Purpose: We aimed to assess the effects of sildenafil and evaluate optimal dosing in primary pulmonary hypertension (PPH). Sildenafil selectively inhibits phosphodiesterase 5 (PDE5), which is abundant in pulmonary and penile tissue. This results in increasing nitric oxide (NO) at tissue level leading to pulmonary vasodilatation.

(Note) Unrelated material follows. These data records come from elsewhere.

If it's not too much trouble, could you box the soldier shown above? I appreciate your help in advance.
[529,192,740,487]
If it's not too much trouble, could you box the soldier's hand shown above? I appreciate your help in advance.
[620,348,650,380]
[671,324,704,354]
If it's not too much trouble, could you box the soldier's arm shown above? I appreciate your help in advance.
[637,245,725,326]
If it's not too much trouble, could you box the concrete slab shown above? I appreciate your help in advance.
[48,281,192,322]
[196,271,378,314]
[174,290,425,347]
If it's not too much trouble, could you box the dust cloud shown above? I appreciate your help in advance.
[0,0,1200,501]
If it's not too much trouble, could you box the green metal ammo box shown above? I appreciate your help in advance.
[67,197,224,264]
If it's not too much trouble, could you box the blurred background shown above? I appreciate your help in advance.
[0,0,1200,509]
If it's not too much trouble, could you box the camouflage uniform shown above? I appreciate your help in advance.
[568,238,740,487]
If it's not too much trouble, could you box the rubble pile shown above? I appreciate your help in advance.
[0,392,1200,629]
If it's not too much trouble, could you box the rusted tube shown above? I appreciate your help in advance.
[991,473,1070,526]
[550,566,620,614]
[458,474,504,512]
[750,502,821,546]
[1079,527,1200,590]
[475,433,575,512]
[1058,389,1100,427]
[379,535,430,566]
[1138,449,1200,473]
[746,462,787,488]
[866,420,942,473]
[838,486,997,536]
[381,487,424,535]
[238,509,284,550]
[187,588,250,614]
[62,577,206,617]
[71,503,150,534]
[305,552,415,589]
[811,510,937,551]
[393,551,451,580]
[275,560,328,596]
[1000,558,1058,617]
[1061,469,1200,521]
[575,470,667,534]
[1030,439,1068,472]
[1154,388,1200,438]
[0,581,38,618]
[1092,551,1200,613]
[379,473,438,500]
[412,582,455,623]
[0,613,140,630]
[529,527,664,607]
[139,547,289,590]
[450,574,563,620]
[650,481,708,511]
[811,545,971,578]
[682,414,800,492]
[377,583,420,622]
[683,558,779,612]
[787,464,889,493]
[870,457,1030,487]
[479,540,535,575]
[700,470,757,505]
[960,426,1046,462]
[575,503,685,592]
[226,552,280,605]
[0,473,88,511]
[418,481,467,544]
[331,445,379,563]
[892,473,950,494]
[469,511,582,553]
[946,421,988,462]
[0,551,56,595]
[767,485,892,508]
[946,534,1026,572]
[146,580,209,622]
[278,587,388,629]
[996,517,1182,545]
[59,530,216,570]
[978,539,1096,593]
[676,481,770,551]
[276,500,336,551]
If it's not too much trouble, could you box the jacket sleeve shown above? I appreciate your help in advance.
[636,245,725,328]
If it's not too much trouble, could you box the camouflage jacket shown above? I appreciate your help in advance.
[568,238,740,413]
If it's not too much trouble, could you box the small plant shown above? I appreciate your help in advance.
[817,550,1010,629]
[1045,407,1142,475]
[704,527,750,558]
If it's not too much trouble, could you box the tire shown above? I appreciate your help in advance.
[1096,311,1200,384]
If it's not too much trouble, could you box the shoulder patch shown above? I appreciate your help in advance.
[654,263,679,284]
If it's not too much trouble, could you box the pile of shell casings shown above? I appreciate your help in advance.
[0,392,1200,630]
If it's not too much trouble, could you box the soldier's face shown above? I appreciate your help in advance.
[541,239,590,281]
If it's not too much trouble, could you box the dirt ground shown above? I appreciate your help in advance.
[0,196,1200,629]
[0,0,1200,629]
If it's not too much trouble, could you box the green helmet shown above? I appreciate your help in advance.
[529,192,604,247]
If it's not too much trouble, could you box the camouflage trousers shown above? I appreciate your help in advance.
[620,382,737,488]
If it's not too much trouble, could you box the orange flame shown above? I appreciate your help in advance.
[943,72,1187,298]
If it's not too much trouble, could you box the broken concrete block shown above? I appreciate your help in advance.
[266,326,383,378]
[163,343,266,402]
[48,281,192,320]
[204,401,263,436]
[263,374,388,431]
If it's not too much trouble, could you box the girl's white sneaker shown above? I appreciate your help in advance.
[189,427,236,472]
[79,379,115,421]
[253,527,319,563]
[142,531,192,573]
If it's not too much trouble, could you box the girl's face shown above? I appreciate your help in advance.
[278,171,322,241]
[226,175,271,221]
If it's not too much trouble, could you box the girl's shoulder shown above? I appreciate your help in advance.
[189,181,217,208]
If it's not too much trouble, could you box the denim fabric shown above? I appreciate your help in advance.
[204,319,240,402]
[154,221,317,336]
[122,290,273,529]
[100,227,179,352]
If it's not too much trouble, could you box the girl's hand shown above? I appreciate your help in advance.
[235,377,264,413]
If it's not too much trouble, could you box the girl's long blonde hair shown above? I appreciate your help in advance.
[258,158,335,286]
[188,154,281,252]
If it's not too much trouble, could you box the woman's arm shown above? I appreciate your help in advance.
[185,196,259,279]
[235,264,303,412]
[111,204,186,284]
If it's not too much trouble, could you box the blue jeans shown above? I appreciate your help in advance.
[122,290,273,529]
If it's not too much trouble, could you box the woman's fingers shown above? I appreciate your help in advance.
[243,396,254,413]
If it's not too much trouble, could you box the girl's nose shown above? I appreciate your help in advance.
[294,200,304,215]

Subjects and methods: Our study was a prospective study of sildenafil in 15 consecutive patients with severe symptomatic PPH of NYHA class III-IV. All patients were stabilized for a minimum period of 5 days with antifailure medications. Sildenafil was started at 50 mg twice daily for 4 weeks and increased to 100 mg bid for 4 more weeks in a step-up protocol. Primary end-points were change in Borg dyspnea index, NYHA class and 6-min walk distance, estimated at baseline 1, 2, 4 and 8 weeks.

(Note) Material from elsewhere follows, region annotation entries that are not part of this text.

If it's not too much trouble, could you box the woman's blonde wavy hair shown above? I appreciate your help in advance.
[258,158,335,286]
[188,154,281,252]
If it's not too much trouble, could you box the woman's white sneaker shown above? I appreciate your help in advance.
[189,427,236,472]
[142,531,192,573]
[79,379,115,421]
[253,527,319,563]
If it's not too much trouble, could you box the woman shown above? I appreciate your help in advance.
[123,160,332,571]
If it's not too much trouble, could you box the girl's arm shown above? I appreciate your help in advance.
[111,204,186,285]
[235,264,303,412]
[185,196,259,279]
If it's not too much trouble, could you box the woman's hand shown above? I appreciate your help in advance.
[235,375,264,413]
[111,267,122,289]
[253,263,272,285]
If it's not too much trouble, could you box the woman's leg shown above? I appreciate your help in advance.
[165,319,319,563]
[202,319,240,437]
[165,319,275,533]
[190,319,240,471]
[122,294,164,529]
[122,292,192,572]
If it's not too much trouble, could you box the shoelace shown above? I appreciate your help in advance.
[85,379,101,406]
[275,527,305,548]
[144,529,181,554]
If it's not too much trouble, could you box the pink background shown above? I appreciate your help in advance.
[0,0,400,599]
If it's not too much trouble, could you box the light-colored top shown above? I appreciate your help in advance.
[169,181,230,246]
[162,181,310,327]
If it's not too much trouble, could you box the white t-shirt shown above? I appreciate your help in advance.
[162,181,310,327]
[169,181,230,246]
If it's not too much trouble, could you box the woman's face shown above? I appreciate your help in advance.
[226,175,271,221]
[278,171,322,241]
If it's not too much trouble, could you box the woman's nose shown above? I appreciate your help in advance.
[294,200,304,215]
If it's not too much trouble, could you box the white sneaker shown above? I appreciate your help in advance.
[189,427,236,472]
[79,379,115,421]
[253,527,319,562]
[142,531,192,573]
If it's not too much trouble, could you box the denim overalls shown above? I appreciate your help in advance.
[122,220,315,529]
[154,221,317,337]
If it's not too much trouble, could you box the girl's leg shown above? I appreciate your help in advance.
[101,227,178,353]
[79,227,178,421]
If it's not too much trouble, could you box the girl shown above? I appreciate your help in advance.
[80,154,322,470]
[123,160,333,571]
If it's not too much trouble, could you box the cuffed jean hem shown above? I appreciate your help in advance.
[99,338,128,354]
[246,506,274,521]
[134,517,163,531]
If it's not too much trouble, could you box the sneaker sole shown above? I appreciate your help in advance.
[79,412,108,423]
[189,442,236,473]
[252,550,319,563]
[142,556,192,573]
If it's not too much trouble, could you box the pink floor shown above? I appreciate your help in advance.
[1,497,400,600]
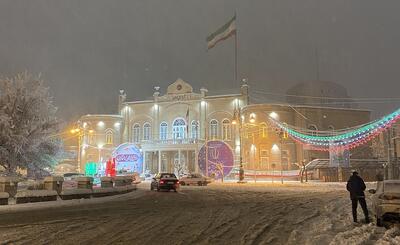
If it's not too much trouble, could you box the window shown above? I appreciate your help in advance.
[172,118,186,139]
[210,119,218,139]
[132,123,140,143]
[308,125,318,136]
[160,122,168,140]
[192,121,199,139]
[222,119,232,140]
[260,123,268,138]
[106,128,114,145]
[143,123,151,140]
[87,133,95,145]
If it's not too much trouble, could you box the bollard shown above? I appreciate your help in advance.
[76,176,93,189]
[113,176,126,187]
[0,177,19,197]
[100,177,114,188]
[43,176,64,195]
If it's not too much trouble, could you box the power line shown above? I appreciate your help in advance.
[252,89,400,101]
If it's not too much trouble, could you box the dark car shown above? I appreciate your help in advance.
[150,173,179,192]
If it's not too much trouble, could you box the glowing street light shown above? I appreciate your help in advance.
[249,113,256,123]
[269,111,279,120]
[271,144,279,152]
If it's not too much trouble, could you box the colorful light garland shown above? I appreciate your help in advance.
[270,109,400,151]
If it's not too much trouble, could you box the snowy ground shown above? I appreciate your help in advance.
[0,183,400,244]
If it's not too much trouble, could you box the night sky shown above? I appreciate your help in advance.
[0,0,400,120]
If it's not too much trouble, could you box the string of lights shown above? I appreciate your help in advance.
[270,109,400,151]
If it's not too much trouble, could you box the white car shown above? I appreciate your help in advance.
[179,174,212,186]
[368,180,400,226]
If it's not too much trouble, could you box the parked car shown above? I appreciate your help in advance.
[63,173,85,189]
[150,173,179,192]
[140,173,154,181]
[180,174,212,186]
[368,180,400,226]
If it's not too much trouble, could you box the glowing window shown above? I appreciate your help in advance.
[172,118,186,139]
[210,119,218,139]
[222,119,232,140]
[160,122,168,140]
[143,123,151,140]
[132,123,140,143]
[192,121,199,139]
[106,129,114,145]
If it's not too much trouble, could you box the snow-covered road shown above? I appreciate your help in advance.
[0,183,400,244]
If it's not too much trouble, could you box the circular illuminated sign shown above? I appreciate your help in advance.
[199,140,233,179]
[112,143,143,173]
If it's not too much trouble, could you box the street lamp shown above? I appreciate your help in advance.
[232,105,244,183]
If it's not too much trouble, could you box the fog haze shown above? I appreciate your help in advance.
[0,0,400,119]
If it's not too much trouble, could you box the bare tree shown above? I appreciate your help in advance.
[0,72,61,175]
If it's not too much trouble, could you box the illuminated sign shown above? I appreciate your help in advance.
[199,140,233,179]
[112,143,143,174]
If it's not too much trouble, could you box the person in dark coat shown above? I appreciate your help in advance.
[346,171,369,223]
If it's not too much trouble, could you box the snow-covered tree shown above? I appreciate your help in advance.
[0,72,61,175]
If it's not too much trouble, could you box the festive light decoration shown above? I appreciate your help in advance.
[270,109,400,151]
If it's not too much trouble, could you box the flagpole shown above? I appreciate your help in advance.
[235,11,240,85]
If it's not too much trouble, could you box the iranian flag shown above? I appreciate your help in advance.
[207,14,236,49]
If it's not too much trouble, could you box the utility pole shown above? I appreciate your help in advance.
[386,129,393,179]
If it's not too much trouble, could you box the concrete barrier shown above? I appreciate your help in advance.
[0,177,19,197]
[43,176,64,194]
[92,187,120,197]
[0,192,10,205]
[60,189,93,200]
[76,176,93,190]
[15,190,57,204]
[100,177,114,188]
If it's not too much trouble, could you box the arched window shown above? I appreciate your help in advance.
[172,118,186,139]
[192,121,199,139]
[143,123,151,140]
[260,123,268,138]
[132,123,140,143]
[308,125,318,136]
[210,119,218,139]
[106,128,114,145]
[222,119,232,140]
[160,122,168,140]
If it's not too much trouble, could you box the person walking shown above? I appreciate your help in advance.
[346,171,369,223]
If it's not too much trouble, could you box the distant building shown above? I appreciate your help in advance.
[71,79,370,178]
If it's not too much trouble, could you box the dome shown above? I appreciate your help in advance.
[286,81,352,108]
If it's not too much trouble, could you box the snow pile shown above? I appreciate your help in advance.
[376,227,400,245]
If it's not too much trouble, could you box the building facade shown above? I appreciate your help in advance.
[73,79,370,176]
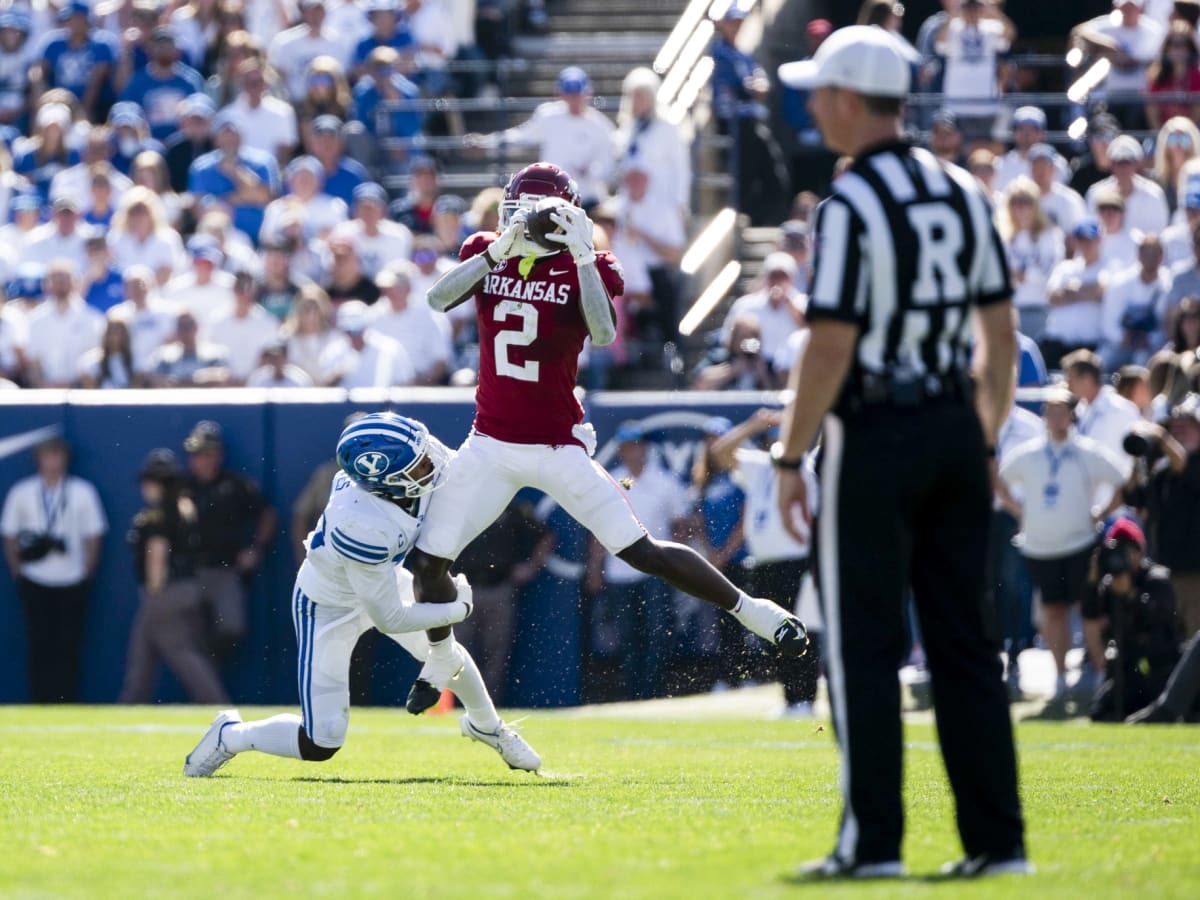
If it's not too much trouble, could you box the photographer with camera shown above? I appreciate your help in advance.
[0,438,108,703]
[1124,394,1200,638]
[1082,518,1180,722]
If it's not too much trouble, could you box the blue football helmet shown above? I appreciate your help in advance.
[337,413,449,499]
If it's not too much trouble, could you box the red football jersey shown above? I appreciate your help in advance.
[458,232,625,445]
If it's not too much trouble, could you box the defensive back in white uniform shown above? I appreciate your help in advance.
[184,413,541,776]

Results: NYHA class (baseline 3.8 +/- 0.4 vs. 4 weeks 2.4 +/- 0.5, p = 0.002), Borg dyspnea index (8.1 +/- 1.7 vs. 4.4 +/- 1.9, p = 0.0007), 6-min walk distance (234 +/- 44 vs. 377 +/- 128 m, p = 0.001) and Pulmonary artery pressure (125 +/- 15 vs. 113 +/- 18 mm Hg p = 0.05) are significantly improved with sildenafil 50 mg bid at 4 weeks. Increasing the dose to 100 mg bid did not produce further benefit. Echocardiography parameters of right heart dimensions and functions did not change markedly in the study period.

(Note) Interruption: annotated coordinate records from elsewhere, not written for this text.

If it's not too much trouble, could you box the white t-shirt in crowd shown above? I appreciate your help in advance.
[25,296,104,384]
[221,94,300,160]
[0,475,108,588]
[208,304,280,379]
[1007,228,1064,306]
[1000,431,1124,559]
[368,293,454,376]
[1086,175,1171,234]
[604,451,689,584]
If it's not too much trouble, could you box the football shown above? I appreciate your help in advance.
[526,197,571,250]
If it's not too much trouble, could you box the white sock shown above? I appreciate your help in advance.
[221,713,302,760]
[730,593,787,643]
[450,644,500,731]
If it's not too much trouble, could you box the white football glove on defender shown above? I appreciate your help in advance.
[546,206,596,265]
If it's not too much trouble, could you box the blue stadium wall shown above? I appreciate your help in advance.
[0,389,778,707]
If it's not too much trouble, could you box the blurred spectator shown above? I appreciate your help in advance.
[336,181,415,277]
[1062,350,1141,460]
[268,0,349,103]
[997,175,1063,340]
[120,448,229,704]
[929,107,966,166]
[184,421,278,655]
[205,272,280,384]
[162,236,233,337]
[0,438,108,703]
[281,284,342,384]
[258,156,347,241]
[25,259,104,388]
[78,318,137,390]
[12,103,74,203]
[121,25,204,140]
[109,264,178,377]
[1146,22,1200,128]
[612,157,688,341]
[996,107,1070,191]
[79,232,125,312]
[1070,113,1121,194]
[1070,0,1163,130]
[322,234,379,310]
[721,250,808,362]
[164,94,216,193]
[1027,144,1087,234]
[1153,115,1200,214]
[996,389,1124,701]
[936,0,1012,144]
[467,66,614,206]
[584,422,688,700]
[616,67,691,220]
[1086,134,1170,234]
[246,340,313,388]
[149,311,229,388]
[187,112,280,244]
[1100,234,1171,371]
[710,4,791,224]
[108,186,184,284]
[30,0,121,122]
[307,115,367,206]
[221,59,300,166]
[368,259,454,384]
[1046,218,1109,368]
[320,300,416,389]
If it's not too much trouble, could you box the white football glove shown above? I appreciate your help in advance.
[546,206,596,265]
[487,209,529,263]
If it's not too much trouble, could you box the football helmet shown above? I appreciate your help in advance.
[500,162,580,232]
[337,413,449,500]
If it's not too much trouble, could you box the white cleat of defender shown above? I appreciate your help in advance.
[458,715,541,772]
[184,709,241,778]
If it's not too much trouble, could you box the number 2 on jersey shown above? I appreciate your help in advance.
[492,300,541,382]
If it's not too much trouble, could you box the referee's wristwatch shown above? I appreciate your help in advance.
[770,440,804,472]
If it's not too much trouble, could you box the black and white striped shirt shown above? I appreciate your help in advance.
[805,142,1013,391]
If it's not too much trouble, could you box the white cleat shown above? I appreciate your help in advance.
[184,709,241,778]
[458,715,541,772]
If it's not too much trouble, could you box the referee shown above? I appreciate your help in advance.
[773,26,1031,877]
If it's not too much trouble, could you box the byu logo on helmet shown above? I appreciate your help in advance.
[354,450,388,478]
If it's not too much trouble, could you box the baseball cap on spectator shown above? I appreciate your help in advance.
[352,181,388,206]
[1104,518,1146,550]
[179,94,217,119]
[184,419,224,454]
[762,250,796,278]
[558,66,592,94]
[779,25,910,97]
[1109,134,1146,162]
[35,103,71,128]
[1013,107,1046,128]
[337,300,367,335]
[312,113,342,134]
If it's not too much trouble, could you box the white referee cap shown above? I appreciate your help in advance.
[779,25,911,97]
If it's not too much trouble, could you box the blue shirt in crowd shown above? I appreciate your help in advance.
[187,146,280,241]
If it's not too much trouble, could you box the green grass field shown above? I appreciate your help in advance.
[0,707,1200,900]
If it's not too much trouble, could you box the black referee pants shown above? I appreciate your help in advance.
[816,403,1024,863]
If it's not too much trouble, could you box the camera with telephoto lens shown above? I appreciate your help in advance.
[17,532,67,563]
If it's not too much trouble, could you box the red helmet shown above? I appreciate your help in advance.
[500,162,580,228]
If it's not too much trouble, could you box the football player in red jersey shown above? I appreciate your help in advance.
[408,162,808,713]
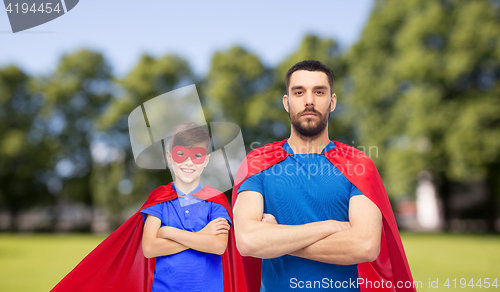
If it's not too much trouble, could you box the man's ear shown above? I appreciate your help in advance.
[167,150,172,165]
[203,154,210,167]
[330,93,337,112]
[283,94,290,113]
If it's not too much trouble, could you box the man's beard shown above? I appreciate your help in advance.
[290,107,329,138]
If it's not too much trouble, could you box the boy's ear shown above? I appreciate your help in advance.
[203,154,210,167]
[167,150,172,165]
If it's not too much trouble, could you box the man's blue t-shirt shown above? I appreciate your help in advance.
[141,184,232,292]
[238,141,362,291]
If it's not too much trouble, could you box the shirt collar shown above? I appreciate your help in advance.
[283,140,336,155]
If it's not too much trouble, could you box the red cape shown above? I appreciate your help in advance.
[51,183,244,292]
[228,140,416,292]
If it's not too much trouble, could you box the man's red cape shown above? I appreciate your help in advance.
[51,183,245,292]
[228,140,416,292]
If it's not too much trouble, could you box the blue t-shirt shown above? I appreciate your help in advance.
[141,184,232,292]
[238,141,362,291]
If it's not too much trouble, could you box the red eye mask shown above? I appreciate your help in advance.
[172,145,207,164]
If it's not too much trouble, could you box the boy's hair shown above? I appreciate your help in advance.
[285,60,333,94]
[169,122,210,152]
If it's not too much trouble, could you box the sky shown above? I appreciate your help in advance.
[0,0,374,77]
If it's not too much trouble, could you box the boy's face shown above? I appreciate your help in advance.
[167,144,210,184]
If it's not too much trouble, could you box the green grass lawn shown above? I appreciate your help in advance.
[0,234,500,292]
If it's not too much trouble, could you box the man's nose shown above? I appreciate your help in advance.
[184,156,194,165]
[304,92,314,107]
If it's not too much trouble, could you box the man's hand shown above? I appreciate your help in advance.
[198,217,231,235]
[290,195,382,265]
[233,191,347,259]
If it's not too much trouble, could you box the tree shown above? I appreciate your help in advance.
[0,66,53,230]
[347,0,500,228]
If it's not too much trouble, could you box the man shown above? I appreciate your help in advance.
[233,61,412,292]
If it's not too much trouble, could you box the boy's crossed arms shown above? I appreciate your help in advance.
[142,214,230,258]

Conclusion: Sildenafil is well tolerated with no adverse effects in severe pulmonary hypertension. It reduces symptoms, improves effort tolerance and controls refractory heart failure significantly by 2 weeks in 70% of patients at 50 mg twice daily. Three patients (20%) failed to respond with sildenafil.